Feature request: faster GridsearchCV with XGBoost #605

JohnZed · 2020-01-30T20:31:01Z

XGBoost constructs a DMatrix object from the input X, y data it
receives. On its first time calling train with this DMatrix, it
caches statistics (histograms) about each column in the DMatrix. For
wide datasets, computing these stats can be very
time-consuming. Running one example grid search with a 1000-column
matrix (x 100k rows), using GridsearchCV was 2.8x longer than building
a DMatrix once manually for each fold and calling xgboost.train in a
loop. Profiling shows that the time goes to both DMatrix building and
stats computation.

GridsearchCV CV caching essentially works with pandas or numpy-style
objects with separate X and y. DMatrix includes both X and y in the
same object, so it needs a slight hack to fit into the current framework.
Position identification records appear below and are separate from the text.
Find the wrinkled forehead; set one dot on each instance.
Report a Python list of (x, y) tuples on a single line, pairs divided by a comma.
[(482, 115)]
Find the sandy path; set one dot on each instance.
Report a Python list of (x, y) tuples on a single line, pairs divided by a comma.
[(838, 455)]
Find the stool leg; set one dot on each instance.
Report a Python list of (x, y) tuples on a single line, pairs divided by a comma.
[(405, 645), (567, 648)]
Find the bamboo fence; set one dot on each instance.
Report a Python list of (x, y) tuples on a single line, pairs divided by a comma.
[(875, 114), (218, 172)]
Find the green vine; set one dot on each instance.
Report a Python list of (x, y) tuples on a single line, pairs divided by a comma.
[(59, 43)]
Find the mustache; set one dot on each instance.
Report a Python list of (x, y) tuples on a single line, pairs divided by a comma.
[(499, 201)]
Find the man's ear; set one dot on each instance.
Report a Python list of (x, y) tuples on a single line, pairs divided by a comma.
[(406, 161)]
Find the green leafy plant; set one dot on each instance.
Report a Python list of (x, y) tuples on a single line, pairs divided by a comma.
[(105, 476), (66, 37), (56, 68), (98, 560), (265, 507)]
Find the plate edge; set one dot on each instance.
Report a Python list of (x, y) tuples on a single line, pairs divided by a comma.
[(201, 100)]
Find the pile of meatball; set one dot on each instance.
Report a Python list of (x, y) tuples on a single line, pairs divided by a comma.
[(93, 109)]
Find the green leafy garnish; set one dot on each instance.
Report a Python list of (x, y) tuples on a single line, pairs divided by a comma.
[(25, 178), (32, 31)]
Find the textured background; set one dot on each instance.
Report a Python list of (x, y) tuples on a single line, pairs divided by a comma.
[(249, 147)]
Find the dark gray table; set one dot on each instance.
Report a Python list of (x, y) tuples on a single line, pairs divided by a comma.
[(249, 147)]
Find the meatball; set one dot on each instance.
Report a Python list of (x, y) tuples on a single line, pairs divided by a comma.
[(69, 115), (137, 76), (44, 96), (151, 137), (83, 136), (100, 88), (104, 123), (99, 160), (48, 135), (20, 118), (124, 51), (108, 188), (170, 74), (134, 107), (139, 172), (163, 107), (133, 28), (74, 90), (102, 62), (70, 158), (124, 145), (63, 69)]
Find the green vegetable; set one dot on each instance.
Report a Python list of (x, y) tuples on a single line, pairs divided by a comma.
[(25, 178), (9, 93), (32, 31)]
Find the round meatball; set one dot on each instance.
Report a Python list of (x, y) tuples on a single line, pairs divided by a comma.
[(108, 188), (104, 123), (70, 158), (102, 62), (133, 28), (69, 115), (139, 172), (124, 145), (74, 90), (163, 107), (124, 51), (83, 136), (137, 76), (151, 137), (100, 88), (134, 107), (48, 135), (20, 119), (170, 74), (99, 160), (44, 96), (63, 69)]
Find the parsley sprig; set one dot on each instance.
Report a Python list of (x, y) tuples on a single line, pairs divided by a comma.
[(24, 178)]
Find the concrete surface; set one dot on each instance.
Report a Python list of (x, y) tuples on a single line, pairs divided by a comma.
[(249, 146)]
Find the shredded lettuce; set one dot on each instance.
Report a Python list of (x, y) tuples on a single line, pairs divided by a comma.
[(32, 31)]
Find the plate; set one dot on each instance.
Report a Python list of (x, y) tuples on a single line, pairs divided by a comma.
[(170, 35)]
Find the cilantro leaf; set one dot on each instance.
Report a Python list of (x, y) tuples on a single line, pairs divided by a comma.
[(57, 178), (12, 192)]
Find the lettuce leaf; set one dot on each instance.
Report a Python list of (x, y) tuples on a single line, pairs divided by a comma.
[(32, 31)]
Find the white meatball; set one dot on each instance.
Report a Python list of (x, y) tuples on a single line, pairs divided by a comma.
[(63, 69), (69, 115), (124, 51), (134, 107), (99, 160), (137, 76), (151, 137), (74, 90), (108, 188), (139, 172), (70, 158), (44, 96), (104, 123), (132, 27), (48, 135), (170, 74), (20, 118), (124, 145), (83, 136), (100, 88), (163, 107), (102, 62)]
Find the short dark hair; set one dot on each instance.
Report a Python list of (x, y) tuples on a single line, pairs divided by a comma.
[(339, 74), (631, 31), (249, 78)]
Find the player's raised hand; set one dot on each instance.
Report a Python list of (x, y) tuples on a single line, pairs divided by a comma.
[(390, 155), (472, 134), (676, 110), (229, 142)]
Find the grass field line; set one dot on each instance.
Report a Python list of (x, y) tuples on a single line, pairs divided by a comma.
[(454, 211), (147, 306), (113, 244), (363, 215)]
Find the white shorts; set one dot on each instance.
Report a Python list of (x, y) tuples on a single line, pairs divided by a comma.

One option is to allow users to supply a custom replacement for the
_extract method in methods.py. For XGBoost, a user would supply something like:

    def _extract_dmatrix(self, X, y, n, is_x=True, is_train=True):
        if self.cache is not None and (n, is_x, is_train) in self.cache:
            return self.cache[n, is_x, is_train]
        if not is_x:
            return None

        inds = self.splits[n][0] if is_train else self.splits[n][1]
        x_part = _safe_indexing(X, inds)
        y_part = _safe_indexing(y, inds)

        import xgboost as xgb
        # TODO: in practice, there may be additional params like weights
        result = xgb.DMatrix(x_part, y_part)
        print("Converted to dmatrix for cache with _extract_dmatrix")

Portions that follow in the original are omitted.